Big Changes to Federal Passenger Rail Funding Program - The Impact
In December the Federal Railroad Administration announced updates to the Corridor ID program. These updates tailor next steps of the program towards the complexity of projects to smooth the ability to receive approvals and confidence from the federal government. This impacts routes in Ohio like those through Columbus, Cleveland, Cincinnati, and Toledo.

January 15, 2026
Ryan Pecaut
The Federal Railroad Administration (FRA) held a policy update webinar in December, announcing significant structural changes to the Corridor Identification and Development (Corridor ID) Program. The updates are designed to better tailor federal resources to the specific readiness levels of different rail corridors, splitting the planning process into "Core" and "Near-Term" tracks.
For advocates and stakeholders in Ohio, these changes clarify the path forward for both new routes, such as the 3C+D, and improvements to existing services like the Cardinal.
Recap: What is Corridor ID?
Established under the Bipartisan Infrastructure Law, the Corridor ID Program is the FRA’s primary pipeline for intercity passenger rail development. Selection into the program provides corridors with seed money for planning and gives them priority for future implementation funding under the Federal-State Partnership for Intercity Passenger Rail program.
The program consists of three steps:
Scope, Schedule, and Budget.
Service Development Plan (SDP).
Project Development (Preliminary Engineering and NEPA).

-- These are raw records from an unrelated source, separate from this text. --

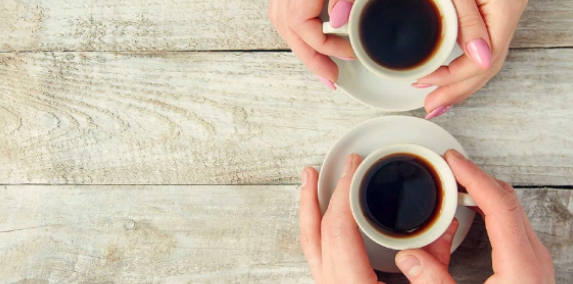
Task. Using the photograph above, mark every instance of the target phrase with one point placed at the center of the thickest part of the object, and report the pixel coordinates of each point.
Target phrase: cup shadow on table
(470, 263)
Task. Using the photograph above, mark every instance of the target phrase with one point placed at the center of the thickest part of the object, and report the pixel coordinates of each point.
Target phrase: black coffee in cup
(400, 34)
(401, 195)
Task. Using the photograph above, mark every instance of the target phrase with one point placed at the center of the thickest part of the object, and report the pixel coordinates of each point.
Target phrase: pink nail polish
(421, 85)
(340, 14)
(480, 53)
(439, 111)
(327, 83)
(345, 58)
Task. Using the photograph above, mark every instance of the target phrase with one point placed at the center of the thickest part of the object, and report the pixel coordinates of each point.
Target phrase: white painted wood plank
(177, 25)
(247, 118)
(203, 234)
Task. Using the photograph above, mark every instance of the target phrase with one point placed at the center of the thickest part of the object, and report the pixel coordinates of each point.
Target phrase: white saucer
(368, 137)
(372, 90)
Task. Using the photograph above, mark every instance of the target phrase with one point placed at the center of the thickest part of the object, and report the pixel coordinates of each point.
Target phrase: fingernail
(480, 53)
(327, 83)
(457, 154)
(421, 85)
(340, 14)
(347, 165)
(439, 111)
(345, 58)
(410, 265)
(304, 177)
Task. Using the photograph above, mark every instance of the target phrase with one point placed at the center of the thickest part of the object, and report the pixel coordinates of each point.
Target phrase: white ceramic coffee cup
(445, 48)
(451, 198)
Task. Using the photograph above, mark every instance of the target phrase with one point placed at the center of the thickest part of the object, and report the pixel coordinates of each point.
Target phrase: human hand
(518, 256)
(298, 23)
(486, 28)
(333, 245)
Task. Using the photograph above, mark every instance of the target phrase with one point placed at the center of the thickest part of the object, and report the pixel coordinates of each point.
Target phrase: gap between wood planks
(556, 187)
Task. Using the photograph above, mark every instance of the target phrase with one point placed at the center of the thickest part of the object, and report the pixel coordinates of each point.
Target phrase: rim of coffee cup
(449, 201)
(449, 33)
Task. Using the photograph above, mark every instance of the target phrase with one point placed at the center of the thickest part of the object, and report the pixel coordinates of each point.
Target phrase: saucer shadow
(470, 263)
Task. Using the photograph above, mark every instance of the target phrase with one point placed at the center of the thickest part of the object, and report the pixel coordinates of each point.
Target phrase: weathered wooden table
(157, 141)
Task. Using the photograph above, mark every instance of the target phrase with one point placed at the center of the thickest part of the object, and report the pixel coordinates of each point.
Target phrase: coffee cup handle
(465, 199)
(328, 29)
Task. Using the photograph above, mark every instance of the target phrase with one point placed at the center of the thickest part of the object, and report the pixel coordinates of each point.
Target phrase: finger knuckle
(509, 201)
(470, 20)
(313, 62)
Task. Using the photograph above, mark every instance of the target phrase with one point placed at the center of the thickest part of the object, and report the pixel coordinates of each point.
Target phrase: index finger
(347, 246)
(500, 207)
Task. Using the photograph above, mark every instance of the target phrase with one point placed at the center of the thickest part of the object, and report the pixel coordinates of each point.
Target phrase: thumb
(473, 35)
(420, 267)
(339, 11)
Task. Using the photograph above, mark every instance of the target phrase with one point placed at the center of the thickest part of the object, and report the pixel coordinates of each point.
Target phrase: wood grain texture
(204, 234)
(182, 25)
(247, 118)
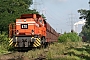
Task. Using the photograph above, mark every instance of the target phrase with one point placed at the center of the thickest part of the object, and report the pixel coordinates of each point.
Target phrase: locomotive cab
(29, 29)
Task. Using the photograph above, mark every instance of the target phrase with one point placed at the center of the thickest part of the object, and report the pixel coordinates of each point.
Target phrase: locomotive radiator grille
(37, 42)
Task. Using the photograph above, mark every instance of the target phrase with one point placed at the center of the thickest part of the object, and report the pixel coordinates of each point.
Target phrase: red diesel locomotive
(31, 30)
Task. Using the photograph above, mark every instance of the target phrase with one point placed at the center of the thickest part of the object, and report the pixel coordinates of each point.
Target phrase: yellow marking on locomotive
(34, 45)
(38, 40)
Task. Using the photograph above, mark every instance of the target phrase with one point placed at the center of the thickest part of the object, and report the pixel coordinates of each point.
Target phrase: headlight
(32, 32)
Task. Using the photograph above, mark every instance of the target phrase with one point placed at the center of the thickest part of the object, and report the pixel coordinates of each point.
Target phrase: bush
(66, 37)
(4, 43)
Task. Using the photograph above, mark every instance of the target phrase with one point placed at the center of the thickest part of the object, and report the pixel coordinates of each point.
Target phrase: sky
(61, 14)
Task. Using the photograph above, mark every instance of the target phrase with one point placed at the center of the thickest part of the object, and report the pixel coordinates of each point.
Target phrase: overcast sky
(59, 13)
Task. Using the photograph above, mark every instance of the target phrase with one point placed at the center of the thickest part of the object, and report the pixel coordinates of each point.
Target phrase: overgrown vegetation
(67, 37)
(62, 51)
(4, 44)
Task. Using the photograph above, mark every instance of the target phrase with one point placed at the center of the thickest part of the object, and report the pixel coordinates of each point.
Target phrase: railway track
(12, 56)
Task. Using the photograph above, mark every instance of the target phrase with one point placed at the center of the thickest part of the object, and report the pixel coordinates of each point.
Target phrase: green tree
(85, 14)
(12, 9)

Ohio’s Place in the Program
In December 2023, the FRA selected four Ohio-centric corridors for the program. The new policies announced this week will likely influence how these specific routes proceed through Step 2 after having completed Step 1:
Cleveland-Columbus-Dayton-Cincinnati (3C+D): A new service proposal.
Midwest Connect (Chicago-Fort Wayne-Columbus-Pittsburgh): A new service proposal.
Cleveland-Toledo-Detroit: An extension of existing corridors.
Daily Cardinal (Chicago-Cincinnati-DC): An improvement to existing long-distance service.
The "Core SDP": A "Feasibility First" Approach
The FRA acknowledged that requiring deep technical analysis too early can stall new corridors. For routes with little prior planning—likely applicable to the 3C+D and Midwest Connect—the FRA is introducing the Core Service Development Plan (Core SDP).
Rather than immediately funding expensive, detailed engineering and micro-simulation modeling, the Core SDP focuses on establishing fundamental feasibility. Sponsors must complete three "Core Planning Elements":
Market Analysis: Proving ridership demand and economic connection.
Feasibility Study: Identifying high-level infrastructure needs and costs.
Initial Timetables: Developing conceptual schedules.
FRA officials noted that host railroads have expressed concern regarding "robust engagement" on corridors that are not yet defined. The Core SDP aims to solve this by using "parametric models" (high-level capacity estimates) rather than detailed simulations to prove viability first. Once a corridor passes the Core SDP review, it can graduate to a Comprehensive SDP for detailed design.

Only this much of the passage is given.